Improvements Remain Slow In Housing Market

ARLINGTON-Existing home sales in November rose by 5.6% to an annualized 4.68 million units, seasonally adjusted, according to NAFCU, but that volume still lags.

In its analysis, NAFCU noted that sales of single-family homes increased by 6.7%, while sales of condominiums fell by 1.9%. Year-over-year, existing home sales were down by 27.9%. NAFCU noted that all four U.S. regions reported sales increases during November, led by the West at 11.7%, followed by the Midwest (6.4%), the South (2.9%), and the Northeast (2.7%).

Year over year, however, sales were down in all four regions, with the biggest decline of 35.1% in the Midwest. NAFCU noted that the months that homes were available for sale declined from 10.5 months of supply in October to 9.5 months of supply in November. The inventory level fell by 4% from October but increased by 5.4% from a year ago, resulting in 3.71 million unsold homes in the market.
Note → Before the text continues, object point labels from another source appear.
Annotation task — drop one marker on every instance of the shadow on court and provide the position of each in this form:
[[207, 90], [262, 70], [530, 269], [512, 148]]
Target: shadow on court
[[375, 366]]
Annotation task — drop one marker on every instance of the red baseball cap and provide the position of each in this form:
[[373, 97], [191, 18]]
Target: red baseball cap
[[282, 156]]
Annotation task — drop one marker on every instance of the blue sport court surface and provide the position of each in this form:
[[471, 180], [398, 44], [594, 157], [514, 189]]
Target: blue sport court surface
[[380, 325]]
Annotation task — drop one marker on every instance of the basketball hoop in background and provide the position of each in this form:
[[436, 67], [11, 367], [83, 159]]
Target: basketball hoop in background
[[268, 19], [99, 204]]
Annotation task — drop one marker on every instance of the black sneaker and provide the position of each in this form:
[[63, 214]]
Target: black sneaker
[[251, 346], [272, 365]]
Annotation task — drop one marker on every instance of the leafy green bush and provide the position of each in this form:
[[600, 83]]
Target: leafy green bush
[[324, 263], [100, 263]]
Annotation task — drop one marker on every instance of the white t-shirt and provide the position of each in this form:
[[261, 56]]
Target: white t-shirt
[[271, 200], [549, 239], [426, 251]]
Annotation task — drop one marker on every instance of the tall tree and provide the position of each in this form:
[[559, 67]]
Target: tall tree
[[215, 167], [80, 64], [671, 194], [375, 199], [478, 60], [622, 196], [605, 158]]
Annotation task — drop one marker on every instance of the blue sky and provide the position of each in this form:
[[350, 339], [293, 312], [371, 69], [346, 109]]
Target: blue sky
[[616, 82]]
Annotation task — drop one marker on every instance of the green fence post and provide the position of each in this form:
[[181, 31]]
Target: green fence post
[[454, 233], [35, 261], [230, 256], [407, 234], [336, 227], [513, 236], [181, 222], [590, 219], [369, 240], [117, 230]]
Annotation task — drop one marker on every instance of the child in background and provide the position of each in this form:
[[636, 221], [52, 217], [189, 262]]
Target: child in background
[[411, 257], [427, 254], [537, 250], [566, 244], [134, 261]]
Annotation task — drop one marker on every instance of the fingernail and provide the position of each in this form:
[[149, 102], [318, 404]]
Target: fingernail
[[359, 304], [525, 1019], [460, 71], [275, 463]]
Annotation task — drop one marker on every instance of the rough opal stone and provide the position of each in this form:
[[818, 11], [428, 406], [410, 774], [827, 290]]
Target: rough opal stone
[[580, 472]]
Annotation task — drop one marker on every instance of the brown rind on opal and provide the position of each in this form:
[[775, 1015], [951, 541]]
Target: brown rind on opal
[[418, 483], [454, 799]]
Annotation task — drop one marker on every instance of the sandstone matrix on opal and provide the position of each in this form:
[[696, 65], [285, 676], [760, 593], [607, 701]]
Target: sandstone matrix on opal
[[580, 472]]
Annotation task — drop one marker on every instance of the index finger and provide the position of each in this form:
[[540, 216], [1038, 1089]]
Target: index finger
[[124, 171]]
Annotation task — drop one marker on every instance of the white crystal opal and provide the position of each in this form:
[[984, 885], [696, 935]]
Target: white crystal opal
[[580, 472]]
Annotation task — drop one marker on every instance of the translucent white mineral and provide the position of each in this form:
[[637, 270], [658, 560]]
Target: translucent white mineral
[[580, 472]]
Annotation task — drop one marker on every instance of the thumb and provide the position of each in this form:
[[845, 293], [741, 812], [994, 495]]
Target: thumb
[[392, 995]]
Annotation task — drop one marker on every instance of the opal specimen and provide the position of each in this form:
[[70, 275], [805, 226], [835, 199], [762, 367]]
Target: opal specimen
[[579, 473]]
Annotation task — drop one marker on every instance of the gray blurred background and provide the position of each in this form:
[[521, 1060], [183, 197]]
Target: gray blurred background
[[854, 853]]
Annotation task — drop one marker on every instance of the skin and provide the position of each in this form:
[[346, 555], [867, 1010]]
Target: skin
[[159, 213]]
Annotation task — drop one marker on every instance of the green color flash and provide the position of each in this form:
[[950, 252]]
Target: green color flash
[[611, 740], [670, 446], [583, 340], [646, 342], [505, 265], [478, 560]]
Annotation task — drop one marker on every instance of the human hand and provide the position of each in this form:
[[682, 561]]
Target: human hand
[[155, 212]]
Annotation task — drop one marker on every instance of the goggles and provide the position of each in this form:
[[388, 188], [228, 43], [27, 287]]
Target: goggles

"Foreclosure procedure issues that prompted wide-spread moratoriums were likely the cause for the improvement in inventories and prices during the month," NAFCU said in its analysis. "This may prolong the process of the housing market working off the excess inventory and as those foreclosures come back into the market, they will put downward pressure on prices again. Improving consumer confidence and great affordability conditions will support slow improvements in the coming months but the housing markets is unlikely to gain real momentum before the end of next year."